Da quel film però Zilbalodis ha derivato un’esperienza e una tematica che gli hanno consentito, con un budget decisamente molto più ampio ma anche con la necessità di un coordinamento ovviamente maggiore, di arrivare a Cannes nella sezione “Un certain regard”. Se in Away c’era un ragazzo che, dopo un incidente aereo, cercava di fare ritorno a casa qui c’è un gatto che, inizialmente in solitario, deve affrontare una catastrofe ecologica.
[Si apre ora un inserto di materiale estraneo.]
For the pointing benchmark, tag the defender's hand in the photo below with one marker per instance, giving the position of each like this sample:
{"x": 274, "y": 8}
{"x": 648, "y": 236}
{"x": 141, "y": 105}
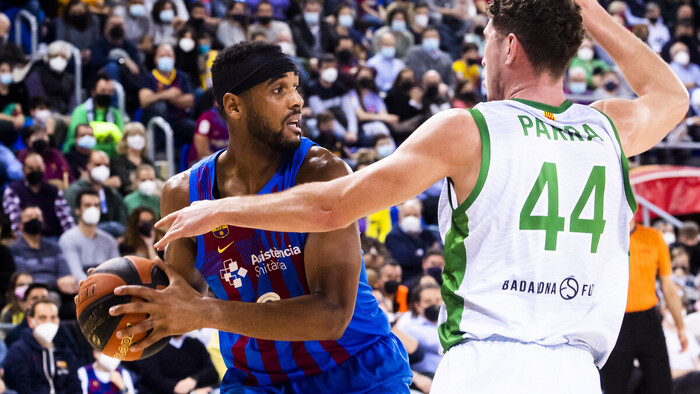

Il tema purtroppo è più che mai di attualità (ciò che è accaduto a Valencia è solo l’ultima, ma c’è da temere non definitiva, catastrofe alluvionale).
Uno degli animali più refrattari all’acqua accede al ruolo di protagonista in un film che lavora sui contrasti con grande consapevolezza e maestria. Ci troviamo di fronte ad una totale assenza di parole (torneremo sul tema dell’antropomorfizzazione nei film di animazione con animali) ma con un sonoro di straordinaria qualità che in più di un’occasione si vede cedere il passo dal soundtrack musicale magnificando l’accuratezza della sua elaborazione. Forse il paragone potrà sembrare irriverente ma siamo al livello di Platoon di Oliver Stone, non a caso vincitore dell’Oscar per il miglior sonoro. Non solo per quanto riguarda i suoni d’ambiente ma anche per quanto attiene agli animali che, appunto, non si comportano come esseri umani (fatta salva l’eccezione del controllo, a un certo punto, del timone della barca).
Se la grafica di alcuni di loro, in particolare del capibara, può risultare un po’ troppo semplificata il contesto ambientale è proposto con quella cura estrema che alimenta al contempo il senso di tragedia irreversibile, l’onirismo (che diviene esplicito in una scena con il gatto e il volatile) e una poeticità che pervade lo schermo. Lo spettatore non solo finisce con l’aderire a ciò che il gatto fa ma anche con il suo pensiero in un film che mostra un percorso mai scontato di collaborazione (si veda in proposito la reazione di alcuni dei cani poco prima della conclusione) dove però non ci sono vincitori trionfanti. L’essere umano non è sopravvissuto, non si sa a quale altra catastrofe che ha preceduto quella in corso. Ha lasciato le sue tracce negli oggetti, siano essi statue siano edifici ormai vuoti e pronti per essere sommersi dalle acque od oggetti come lo specchio tanto amato dal lemure.
Zilbalodis non ha bisogno di eroismi. Il sottotitolo con cui il film è uscito in Francia (Le chat qui n’avait plus peur de l’eau) è di fatto deviante. Non si tratta di un superamento di un ostacolo come si fosse in una gara con se stessi. Si tratta di una necessità finalizzata alla sopravvivenza in un contesto che ci ammonisce sul futuro prossimo venturo elevando a valore la forza del gruppo senza però mai negare l’apporto delle singole individualità. Zilbalodis è uno di quei registi (purtroppo non numerosissimi) che non pretendono di spiegare tutto. Vuole che lo spettatore intervenga con la propria immaginazione o creatività a sviluppare i raccordi e a fare ipotesi sul non detto. Va ringraziato anche per questo.